По мере того как потрясение от известия постепенно слабело, Мария начинала видеть всё яснее. На самом деле причина крылась не в религии, а в деньгах. «Она хочет быть мученицей, не дать мне потратить ни цента. А всё прочее – рационализация. Должно быть, она набралась от своих родителей всей этой ерунды о том, как важно не быть „обузой“, не нагружать чрезмерно следующее поколение, не „разрушать лучшие годы их жизни“».
Велосипед она оставила в камере хранения на Центральном вокзале. Ехала домой медленно, среди лениво ползущих по случаю воскресного вечера машин, всё ещё чувствуя себя выжатой и трясущейся, но уже чуть более уверенной – теперь, когда она имела возможность всё продумать. От двенадцати до восемнадцати месяцев? Она соберёт деньги меньше чем за год. Уж как-нибудь. Она покажет Франческе, что способна выдержать эту ношу, а когда это будет сделано, мать перестанет выдумывать отговорки.
Дома Мария поставила вариться овощи, затем поднялась в спальню и проверила почту.
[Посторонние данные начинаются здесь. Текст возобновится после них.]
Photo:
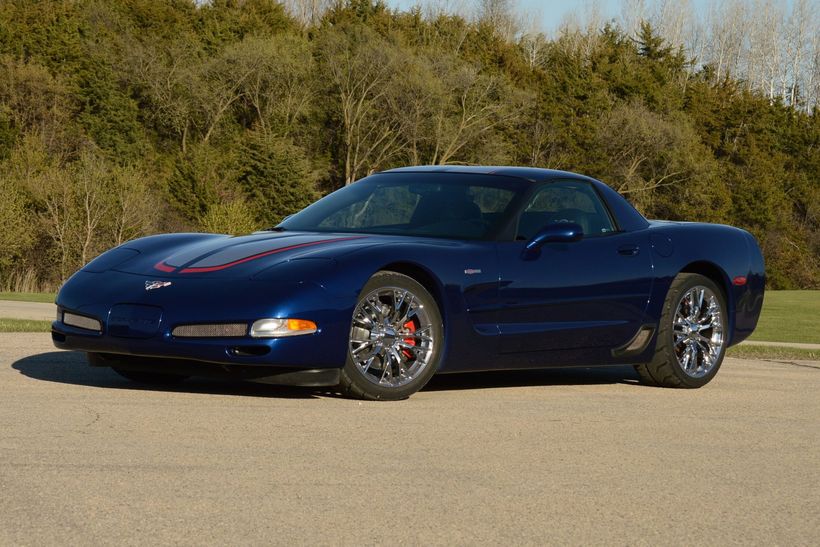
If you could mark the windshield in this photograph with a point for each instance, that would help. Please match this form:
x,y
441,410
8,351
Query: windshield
x,y
448,205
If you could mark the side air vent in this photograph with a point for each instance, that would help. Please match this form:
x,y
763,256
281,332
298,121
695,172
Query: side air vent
x,y
637,344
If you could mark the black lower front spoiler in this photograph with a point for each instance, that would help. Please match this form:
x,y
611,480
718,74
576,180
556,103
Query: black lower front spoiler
x,y
286,376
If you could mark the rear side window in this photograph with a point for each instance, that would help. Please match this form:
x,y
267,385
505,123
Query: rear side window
x,y
565,201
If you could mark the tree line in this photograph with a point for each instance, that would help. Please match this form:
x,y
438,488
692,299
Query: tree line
x,y
125,118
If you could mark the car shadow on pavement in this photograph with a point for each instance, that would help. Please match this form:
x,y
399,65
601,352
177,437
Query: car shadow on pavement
x,y
71,367
535,377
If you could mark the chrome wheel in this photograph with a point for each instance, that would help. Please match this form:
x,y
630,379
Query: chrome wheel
x,y
391,338
697,331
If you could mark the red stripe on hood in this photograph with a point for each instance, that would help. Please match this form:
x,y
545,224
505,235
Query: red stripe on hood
x,y
163,267
260,255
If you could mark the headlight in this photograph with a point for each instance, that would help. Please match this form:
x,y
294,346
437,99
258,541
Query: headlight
x,y
276,328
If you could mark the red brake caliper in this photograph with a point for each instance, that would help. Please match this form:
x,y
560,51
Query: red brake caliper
x,y
409,341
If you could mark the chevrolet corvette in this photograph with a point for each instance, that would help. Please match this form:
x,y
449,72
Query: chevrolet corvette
x,y
416,271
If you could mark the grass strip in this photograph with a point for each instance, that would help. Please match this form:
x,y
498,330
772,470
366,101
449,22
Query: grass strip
x,y
24,325
789,316
750,351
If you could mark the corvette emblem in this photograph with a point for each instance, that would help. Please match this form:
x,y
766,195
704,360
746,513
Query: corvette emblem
x,y
151,285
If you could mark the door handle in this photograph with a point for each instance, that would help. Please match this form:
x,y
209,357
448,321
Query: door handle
x,y
629,250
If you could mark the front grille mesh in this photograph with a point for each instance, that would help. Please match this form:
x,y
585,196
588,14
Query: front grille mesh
x,y
213,330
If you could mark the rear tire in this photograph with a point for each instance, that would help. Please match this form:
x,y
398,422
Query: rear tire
x,y
396,339
691,339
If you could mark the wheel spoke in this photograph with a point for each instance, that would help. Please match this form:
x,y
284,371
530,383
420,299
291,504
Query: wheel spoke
x,y
697,312
379,334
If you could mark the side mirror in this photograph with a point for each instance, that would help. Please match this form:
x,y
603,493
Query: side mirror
x,y
557,232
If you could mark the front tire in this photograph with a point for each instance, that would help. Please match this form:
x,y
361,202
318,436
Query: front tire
x,y
396,339
691,336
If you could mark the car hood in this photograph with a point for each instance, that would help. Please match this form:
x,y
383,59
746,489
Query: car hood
x,y
199,255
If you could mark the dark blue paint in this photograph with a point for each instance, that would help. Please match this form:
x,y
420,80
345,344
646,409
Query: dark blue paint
x,y
562,302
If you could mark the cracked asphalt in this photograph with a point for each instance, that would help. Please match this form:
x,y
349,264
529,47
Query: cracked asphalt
x,y
538,457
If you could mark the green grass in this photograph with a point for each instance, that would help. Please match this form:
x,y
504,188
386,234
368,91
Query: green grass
x,y
28,296
789,316
24,325
745,351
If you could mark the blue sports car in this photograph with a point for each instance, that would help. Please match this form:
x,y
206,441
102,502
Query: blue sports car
x,y
423,270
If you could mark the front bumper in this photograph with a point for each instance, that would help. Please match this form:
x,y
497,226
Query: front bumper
x,y
197,302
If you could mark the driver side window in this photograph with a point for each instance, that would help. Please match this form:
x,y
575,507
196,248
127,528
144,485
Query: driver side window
x,y
565,201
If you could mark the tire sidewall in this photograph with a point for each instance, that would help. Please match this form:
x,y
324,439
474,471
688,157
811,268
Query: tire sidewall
x,y
393,279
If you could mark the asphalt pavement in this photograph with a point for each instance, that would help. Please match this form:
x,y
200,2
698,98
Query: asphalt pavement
x,y
538,457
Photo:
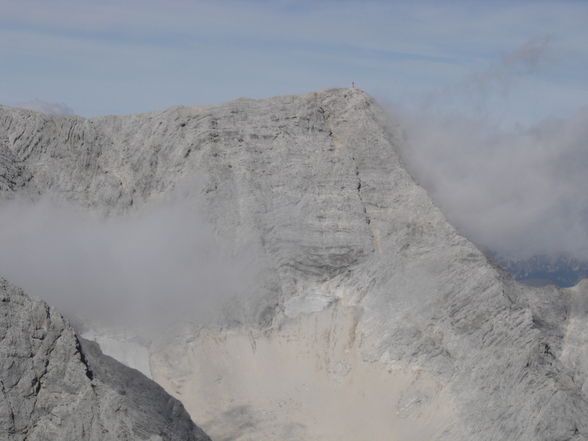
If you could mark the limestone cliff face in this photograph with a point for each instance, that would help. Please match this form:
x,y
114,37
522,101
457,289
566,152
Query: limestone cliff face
x,y
55,386
371,298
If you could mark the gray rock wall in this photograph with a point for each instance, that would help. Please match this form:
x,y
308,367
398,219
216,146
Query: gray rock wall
x,y
57,387
317,181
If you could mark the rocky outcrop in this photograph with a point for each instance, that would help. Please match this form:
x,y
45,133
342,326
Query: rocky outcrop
x,y
374,318
56,386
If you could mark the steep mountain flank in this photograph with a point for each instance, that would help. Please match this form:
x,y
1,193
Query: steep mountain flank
x,y
374,319
55,386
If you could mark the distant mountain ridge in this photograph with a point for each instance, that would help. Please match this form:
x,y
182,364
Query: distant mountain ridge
x,y
374,319
544,270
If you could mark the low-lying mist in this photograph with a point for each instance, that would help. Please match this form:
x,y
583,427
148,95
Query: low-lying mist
x,y
158,265
516,187
519,192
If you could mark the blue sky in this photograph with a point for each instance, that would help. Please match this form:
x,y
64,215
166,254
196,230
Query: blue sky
x,y
118,57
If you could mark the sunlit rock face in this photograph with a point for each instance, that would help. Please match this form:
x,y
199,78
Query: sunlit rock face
x,y
371,317
55,386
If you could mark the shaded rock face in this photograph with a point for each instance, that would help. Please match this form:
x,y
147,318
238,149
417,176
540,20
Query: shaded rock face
x,y
55,386
369,291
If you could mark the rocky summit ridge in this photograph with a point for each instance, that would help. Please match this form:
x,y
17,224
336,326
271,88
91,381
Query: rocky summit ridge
x,y
373,318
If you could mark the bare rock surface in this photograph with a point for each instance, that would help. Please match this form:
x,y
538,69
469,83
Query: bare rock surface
x,y
56,386
375,319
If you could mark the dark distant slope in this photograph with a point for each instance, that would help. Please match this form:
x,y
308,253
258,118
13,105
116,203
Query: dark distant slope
x,y
367,278
546,270
55,388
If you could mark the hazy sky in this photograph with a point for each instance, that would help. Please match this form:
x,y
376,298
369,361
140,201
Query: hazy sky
x,y
493,94
132,56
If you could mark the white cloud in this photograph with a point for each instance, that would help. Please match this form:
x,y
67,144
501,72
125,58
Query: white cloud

Шесть посланий лежало в рубрике «мусор», четыре в категории «Автоверсум», а в «скучных, но прибыльных» – ничего. После её письма в «Автоверсум ревью» почти каждый подписчик успел с ней связаться. Поздравления, запросы дополнительных данных, предложения сотрудничества плюс несколько пограничных обращений от сдвинутых, полных непонимания и сетований. Её успех с A. lamberti породил даже небольшую сенсацию, будучи отмечен в несколько менее специализированном журнале «Мир клеточных автоматов». Всё это выглядело до странности непраздничным, чему Мария в известной степени радовалась: так было легче видеть событие в должной перспективе.